Good work had been done. A master planning exercise led by Development Victoria was undertaken involving numerous parties including community reference groups, councillors, neighbouring property owners and the broader community.
This was a genuine, inclusive and robust engagement that helped inform the Junction Place master plan.
A month ago it was revealed a planning application with the consent of Development Victoria as the landowner, had been lodged with council for a Dan Murphy's.
The application was to replace a permit approved cinema development, which had failed to start.
A tsunami of ratepayer opposition to the Dan Murphy's proposal has emerged.
The proposal is a big miss on community expectations. It is contrary to the existing master plan and not what the community signed up for. Likewise, the proposal contradicts council's own CBD Revitalisation Plan and Municipal Health and Wellbeing Plan.
The community subsequently learnt that Development Victoria was lodging a new master plan with council.
In a further eye-popping revelation this week Development Victoria confirmed it had been working on a revised master plan with council and Junction Place developers for eight months.
Councillors have told community members they first saw the revised master plan only a fortnight ago.
Can the community assume it has been only council officers who have been working with Development Victoria and Junction Place developers?
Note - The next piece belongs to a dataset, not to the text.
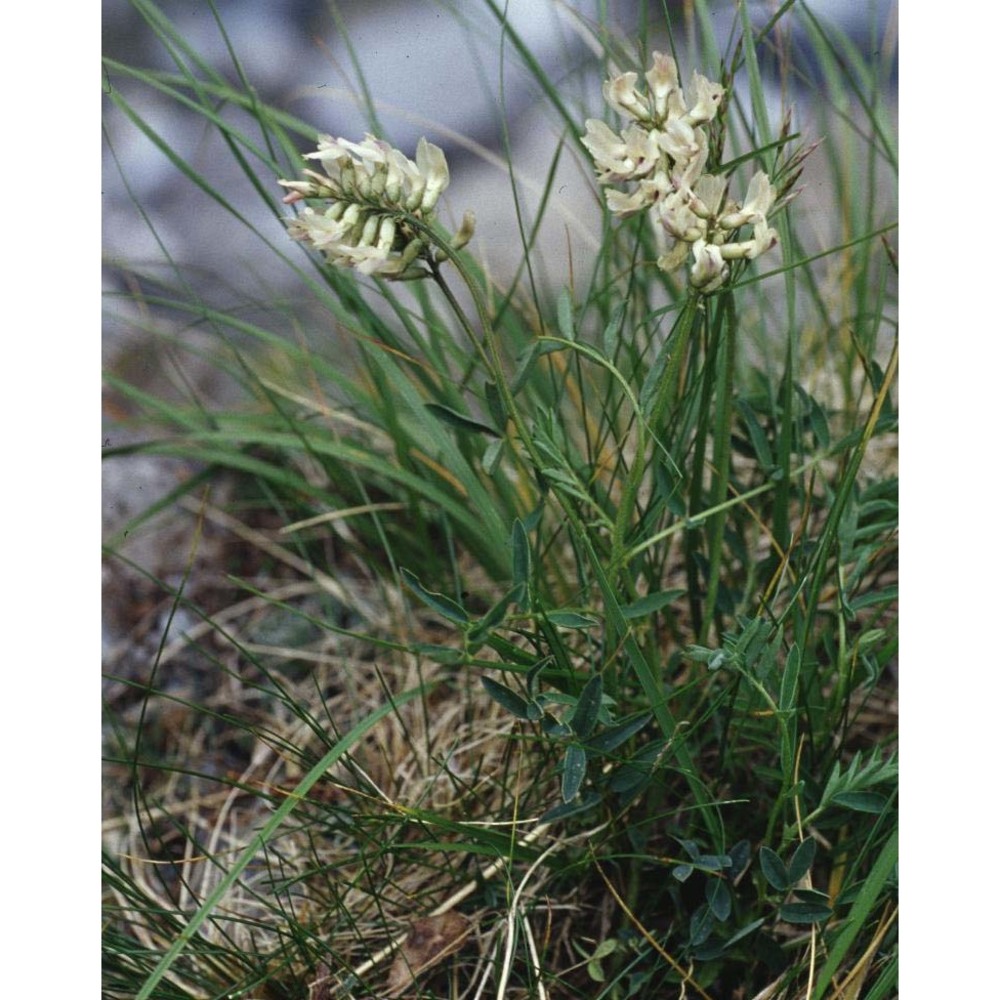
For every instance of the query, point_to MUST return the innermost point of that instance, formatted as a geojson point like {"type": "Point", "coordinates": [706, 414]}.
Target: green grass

Disturbingly, council's chief executive Mark Dixon told The Border Mail: "The new revised master plan is not required to come before council for determination". Decoded, that means it won't be referred to councillors for approval or rejection.
It is highly concerning that the community has no further input into decision making on land they spent 12 years advocating for.
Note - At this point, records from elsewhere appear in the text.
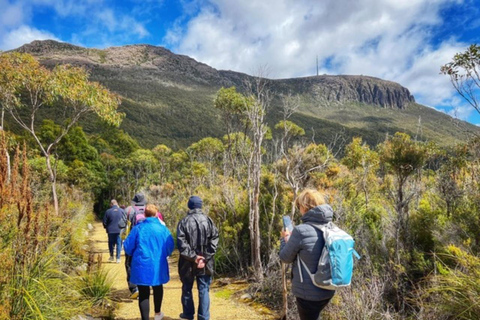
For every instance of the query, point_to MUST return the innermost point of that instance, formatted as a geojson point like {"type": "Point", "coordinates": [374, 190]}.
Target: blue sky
{"type": "Point", "coordinates": [405, 41]}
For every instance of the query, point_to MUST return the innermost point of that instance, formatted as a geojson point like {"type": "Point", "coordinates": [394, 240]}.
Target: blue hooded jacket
{"type": "Point", "coordinates": [149, 244]}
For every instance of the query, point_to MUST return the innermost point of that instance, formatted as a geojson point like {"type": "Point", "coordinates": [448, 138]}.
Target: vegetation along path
{"type": "Point", "coordinates": [222, 305]}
This is not genuine consultation or engagement. Far from it.
Even more concerning is elected councillors also have been sidelined from having any meaningful input.
But there are many reasons councillors must have a role in strongly influencing the revised master plan.
They represent the people of Wodonga, their remit is strategy, risk management and reputational risk and on all three parameters the lights are flashing red.
For councillors not to be part of decision making on an updated master plan for the most strategic parcel of land in Wodonga's CBD, is a diminution of their roles and an insult to the 18,000 ratepayers who elected them.
While it may be within the chief executive's delegated authority to be making a decision to approve or reject Development Victoria's new master plan, this is not an operational issue.
Even if it were operational, there are many precedents of issues of delegated authority being referred back to councillors when public interest is high.
Never since the proposal of the merger of the two cities has there been such objection from the Wodonga community to a proposal. A total of 2700 petitions and 120 written objections is proof of that.
This is an issue of great public interest, strategic implication, risk to the ongoing development of Junction Place and has potential for huge reputational damage to the council.
The community rightly has two questions to ask.
Firstly,why are councillors not insisting the master plan be decided by them?
Secondly, why is Mr Dixon not referring the issue back to councillors to represent the interest of ratepayers? This is best practice.
Wodonga is fortunate to have this great opportunity to build a new city heart.
Let's not snatch defeat from the jaws of victory.
The community has spoken, councillors have listened, now they must act.
Michael Gobel, former Wodonga Council director of investment attraction, is a company board director and regional economic development consultant.